China will require tech companies to pass cyber security screening prior to IPO resistance to cyber attacks. Such an ultimatum was put forward in connection with tightening control over information collected by tech giants, Bloomberg reports.
Before an IPO (initial public offering), companies will have to get approval from the China Cybersecurity Authority. The new rules are due to the expansion of legislation, which now spelled out requirements for data security and privacy on the Internet. The government plans to monitor private companies' compliance with cybersecurity measures.
New rules may cause dissatisfaction: technology firms expected to go public on the Hong Kong stock exchange, as US regulators also began to scrutinize new listings. US regulators plan to exclude from the quotation lists of American exchanges the shares of companies whose auditors refuse to open their accounts to supervisory authorities. Such measures could lead to the withdrawal of Chinese securities from US exchanges worth almost two trillion dollars from 2024.

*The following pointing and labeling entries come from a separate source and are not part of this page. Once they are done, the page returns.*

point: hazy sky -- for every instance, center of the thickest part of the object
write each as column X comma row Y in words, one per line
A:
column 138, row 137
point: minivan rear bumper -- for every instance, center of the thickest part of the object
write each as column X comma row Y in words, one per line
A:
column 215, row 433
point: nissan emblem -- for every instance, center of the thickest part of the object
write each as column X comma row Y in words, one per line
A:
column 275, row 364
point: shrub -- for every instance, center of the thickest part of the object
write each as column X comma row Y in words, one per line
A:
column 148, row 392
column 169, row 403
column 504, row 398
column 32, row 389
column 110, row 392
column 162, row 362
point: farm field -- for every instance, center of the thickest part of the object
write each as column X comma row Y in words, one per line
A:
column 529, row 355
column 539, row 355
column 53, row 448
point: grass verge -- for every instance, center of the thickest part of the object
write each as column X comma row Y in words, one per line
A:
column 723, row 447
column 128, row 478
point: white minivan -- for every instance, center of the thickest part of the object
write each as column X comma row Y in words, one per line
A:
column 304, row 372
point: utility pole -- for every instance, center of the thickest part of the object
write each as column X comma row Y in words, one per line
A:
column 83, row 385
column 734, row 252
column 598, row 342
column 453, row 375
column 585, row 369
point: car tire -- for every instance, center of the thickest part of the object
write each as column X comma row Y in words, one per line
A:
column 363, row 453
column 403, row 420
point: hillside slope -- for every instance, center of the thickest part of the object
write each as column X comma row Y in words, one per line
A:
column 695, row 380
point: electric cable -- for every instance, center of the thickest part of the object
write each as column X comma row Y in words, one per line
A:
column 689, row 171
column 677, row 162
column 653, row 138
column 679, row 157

Chinese Internet companies that collect data and are related to national security will also need to get approval from the authorities before mergers, divisions and restructuring. Without regulatory approval, tech giants will not be able to establish overseas headquarters.
The National Bank of China announced its intention to protect user privacy and data security in early October 2021. Regulator Chairman Yi Gang promised that the country will continue to impose new measures against companies from the financial technology sector.